C’est donc tout naturellement que ses pas le menèrent jusqu’au forum de la cité. Un lieu plein de vie où de nombreux citoyens, riches ou modestes, et de barbares, esclaves ou libres, se croisaient furtivement au détour d’un étal, à la croisée d’un banc occupé, à l’orée d’une ruelle adjacente ou, malheureusement, au pied d’une estrade dédiée à la vente d’êtres humains. Une chose que Thorlak avait toujours du mal à accepter de la part d’une civilisation qu’il avait naïvement considéré, depuis sa Germanie natale, comme un phare dans l’obscurité du barbarisme. Ici, sous ses yeux, il admettait chaque jour que sa jeunesse l’avait poussé à idéaliser plus que de raison l’autre côté de la barrière.

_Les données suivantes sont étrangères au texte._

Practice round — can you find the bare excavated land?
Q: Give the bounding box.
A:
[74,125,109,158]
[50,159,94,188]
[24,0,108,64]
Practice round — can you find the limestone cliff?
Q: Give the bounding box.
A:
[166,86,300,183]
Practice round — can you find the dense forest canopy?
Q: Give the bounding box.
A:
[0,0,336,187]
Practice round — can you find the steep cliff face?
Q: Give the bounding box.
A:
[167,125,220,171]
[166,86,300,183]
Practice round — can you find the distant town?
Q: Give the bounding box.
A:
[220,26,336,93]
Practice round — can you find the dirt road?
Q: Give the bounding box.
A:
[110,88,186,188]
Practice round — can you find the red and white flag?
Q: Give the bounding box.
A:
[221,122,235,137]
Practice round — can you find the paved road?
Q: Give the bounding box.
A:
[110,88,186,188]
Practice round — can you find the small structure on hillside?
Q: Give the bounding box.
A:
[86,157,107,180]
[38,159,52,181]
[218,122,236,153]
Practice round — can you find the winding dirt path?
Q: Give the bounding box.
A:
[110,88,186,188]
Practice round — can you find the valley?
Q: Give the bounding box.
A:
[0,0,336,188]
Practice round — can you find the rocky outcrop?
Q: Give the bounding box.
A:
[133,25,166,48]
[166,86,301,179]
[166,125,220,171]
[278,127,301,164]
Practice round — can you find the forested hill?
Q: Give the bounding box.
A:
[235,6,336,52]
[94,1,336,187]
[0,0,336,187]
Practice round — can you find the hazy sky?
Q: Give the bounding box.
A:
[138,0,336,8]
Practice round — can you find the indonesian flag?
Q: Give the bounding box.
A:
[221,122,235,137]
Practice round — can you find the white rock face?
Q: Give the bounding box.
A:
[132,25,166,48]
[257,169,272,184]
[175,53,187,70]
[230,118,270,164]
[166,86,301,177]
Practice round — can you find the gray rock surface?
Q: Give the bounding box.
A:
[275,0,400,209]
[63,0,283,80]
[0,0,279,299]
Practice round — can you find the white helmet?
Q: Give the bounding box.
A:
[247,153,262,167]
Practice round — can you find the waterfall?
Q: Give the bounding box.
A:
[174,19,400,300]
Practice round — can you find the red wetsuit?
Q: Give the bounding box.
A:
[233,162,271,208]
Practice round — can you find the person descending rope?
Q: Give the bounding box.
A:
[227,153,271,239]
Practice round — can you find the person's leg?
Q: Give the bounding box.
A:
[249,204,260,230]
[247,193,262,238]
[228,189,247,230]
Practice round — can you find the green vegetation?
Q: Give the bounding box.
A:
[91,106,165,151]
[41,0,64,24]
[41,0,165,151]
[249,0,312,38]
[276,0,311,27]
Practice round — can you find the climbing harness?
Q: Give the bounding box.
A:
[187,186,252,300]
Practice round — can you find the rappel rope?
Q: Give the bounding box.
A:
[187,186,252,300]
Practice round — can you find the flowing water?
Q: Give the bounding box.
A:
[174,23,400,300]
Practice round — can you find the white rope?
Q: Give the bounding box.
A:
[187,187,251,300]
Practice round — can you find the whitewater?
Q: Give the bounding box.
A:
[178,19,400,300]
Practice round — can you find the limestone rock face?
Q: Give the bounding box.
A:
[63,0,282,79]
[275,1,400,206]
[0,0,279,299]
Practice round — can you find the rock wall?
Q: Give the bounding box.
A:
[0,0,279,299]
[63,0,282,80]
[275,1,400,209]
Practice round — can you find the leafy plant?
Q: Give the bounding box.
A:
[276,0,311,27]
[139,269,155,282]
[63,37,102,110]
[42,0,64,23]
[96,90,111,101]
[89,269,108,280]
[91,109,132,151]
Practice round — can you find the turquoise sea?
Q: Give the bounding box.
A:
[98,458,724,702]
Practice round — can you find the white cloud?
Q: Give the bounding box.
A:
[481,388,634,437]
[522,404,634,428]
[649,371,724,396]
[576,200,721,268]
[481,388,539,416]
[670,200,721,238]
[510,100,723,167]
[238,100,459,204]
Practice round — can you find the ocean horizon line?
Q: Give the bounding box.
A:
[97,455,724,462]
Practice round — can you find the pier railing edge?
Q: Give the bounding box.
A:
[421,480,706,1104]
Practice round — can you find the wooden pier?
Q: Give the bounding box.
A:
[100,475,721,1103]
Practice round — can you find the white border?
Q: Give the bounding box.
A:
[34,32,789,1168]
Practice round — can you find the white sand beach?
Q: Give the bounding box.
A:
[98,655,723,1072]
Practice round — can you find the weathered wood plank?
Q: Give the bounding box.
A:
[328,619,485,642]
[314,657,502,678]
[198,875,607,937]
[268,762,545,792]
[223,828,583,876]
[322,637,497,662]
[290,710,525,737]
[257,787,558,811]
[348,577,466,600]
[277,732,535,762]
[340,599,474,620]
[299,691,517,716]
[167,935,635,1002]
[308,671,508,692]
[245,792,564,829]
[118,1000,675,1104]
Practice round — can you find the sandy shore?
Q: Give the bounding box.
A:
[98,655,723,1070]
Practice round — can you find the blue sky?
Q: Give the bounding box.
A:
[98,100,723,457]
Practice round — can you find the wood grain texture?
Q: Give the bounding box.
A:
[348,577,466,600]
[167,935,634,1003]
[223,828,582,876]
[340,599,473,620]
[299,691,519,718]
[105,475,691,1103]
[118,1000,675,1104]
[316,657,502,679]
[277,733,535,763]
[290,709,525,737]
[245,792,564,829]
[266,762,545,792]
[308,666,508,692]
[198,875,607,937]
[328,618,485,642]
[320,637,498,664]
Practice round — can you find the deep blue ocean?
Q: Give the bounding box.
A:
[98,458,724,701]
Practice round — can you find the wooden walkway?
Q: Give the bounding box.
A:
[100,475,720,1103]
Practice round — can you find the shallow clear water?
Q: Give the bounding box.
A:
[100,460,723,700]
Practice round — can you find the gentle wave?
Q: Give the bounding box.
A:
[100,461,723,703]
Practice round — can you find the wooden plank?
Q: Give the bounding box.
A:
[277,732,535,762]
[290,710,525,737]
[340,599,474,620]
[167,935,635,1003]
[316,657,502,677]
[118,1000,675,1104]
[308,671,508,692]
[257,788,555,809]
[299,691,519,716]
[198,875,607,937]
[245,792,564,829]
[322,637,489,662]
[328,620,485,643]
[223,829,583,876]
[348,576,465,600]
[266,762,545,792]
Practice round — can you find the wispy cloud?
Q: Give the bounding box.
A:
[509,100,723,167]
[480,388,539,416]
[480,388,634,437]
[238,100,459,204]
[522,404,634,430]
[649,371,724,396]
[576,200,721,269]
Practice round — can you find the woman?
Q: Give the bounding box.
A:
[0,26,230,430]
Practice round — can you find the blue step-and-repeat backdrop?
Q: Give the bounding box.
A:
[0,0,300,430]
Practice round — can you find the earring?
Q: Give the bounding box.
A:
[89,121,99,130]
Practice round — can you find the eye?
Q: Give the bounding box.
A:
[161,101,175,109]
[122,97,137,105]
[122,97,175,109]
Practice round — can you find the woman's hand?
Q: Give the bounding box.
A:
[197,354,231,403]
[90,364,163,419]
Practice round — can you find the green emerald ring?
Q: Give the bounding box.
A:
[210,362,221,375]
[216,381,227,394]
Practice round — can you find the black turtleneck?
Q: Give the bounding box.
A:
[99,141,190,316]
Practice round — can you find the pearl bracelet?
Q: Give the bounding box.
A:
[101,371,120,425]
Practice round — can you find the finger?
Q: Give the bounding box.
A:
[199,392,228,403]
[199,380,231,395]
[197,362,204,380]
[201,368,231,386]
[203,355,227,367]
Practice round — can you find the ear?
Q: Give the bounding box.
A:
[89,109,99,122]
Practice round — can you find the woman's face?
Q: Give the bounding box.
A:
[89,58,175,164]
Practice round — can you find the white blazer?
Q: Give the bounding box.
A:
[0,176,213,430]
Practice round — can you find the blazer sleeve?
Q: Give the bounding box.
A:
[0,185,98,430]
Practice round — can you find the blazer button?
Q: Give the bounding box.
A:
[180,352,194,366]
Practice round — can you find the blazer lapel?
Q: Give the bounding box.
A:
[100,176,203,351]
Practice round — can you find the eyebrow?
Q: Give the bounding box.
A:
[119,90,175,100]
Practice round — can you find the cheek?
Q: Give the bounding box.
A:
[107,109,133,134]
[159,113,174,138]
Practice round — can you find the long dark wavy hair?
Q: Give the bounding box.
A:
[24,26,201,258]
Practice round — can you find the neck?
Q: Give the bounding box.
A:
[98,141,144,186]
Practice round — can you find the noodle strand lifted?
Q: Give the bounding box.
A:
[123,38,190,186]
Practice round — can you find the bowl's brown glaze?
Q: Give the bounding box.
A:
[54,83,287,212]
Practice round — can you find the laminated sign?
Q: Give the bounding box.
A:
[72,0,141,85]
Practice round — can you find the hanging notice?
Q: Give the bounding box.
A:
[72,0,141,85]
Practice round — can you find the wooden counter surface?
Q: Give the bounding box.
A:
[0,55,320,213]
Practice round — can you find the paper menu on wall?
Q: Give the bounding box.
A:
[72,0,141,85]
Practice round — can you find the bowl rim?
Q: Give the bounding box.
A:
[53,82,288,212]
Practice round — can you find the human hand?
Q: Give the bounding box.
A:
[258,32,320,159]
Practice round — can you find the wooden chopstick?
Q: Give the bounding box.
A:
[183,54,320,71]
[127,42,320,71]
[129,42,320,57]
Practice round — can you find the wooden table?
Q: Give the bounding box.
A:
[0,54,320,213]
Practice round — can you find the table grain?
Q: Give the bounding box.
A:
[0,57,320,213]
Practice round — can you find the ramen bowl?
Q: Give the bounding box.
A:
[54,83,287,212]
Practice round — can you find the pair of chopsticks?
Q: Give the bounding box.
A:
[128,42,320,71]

Il salua d’un signe de main certains marchands qui, derrière leur étal, le regardait passer avec intérêt. Parfois, la présence du fauconnier, dont les oiseaux étaient assez disciplinés pour ne pas tenter le moindre vol de nourriture ou d’autre objet simplement attirant à leurs yeux de rapaces, pouvait attirer pas mal de curieux, et donc d’éventuels clients supplémentaires pour les autres commerçants. C’est également grâce à cela que Thorlak était si facilement accepté dans certains quartiers et pouvait aisément trouver une place pour son numéro. Il repéra une partie de la grande place principale suffisamment dégagée et s’y positionna en levant les yeux au ciel. Un seul sifflement, puis Yggdrasil plongea pour aller se percher sur le gant du fauconnier et y recevoir le petit morceau de viande qui lui servait de « salaire ». Il était bien disposé à se donner en spectacle aujourd’hui. Pourtant, seulement quelques personnes lui adressaient quelques regards curieux en passant, mais pas un ne s’arrêta. Etait-ce donc une journée maudite par Loki ? Où étaient ses spectateurs ? C’était les aléas du métier, il le savait : parfois, le public était au rendez-vous, parfois les honorables citoyens avaient mieux à faire qu’admirer le vol gracieux d’un faucon. Thorlak jura intérieurement, s’apprêtant malgré tout à commencer, lorsqu’un mouvement dans sa direction attira son attention. Une jeune femme venait de l’approcher et le salua.

« Ave. » répondit-il tout en inclinant légèrement la tête en guise de salut.

Une patricienne ? Sans la moindre escorte et uniquement accompagné d’un homme qu’il identifia comme un éventuel serviteur ? En plein milieu du forum ? Le germain haussa un sourcil, un fin sourire d’amusement étirant ses lèvres. Quelle étrange apparition que voilà. Mais plus que cela, le visage de cette demoiselle, en plus de son nom, lui était vaguement familier. L’avait-il déjà rencontré ? Le connaissait-elle ? Où n’était-ce qu’une vague impression de déjà vu ? La mémoire de Thorlak s’emballait. Il l’avait déjà rencontré, il y a quelques années de cela, il en était certain.

« Enchanté je suis, de faire votre… connaissance. »  Il sembla réfléchir un instant, cherchant ses mots dans le latin imparfait qui habitait son esprit. Connaissance n’était pas le bon mot, s’il l’avait déjà rencontrée, non ? Peu importe, il poursuivit : « Thorlak Domitius, pour vous servir. Et laissez-moi présenter Yggdrasil. »

Il tendit doucement le bras ganté vers Nemetoria, le faucon tournant vivement la tête vers la demoiselle tout en poussant un petit cri qui, aux oreilles d’un habitué, était clairement amical. Yggdrasil était dans un bon jour, et avait particulièrement envie de jouer aujourd’hui. Et cette inconnue qui le regardait avec insistance l’intéressait à présent. Peut-être voulait-elle jouer avec lui ? Thorlak n’était pas contre le fait de se consacrer à cette jeune femme en particulier : elle était patricienne et donc, en suivant les règles sociétales romaines, méritait le respect et l’attention, surtout de la par d’une personne de rang inférieur. En plus de cela, il n’avait pas spécialement de public à satisfaire, excepté elle. Enfin, il était curieux de voir si elle se souvenait de lui et, surtout, si lui-même arriverait à se rappeler du lieu et de l’époque où il avait déjà aperçu ce visage familier.

« Vous plaisez à Yggdrasil. » lança-t-il avec une certaine joie contenue dans la voix.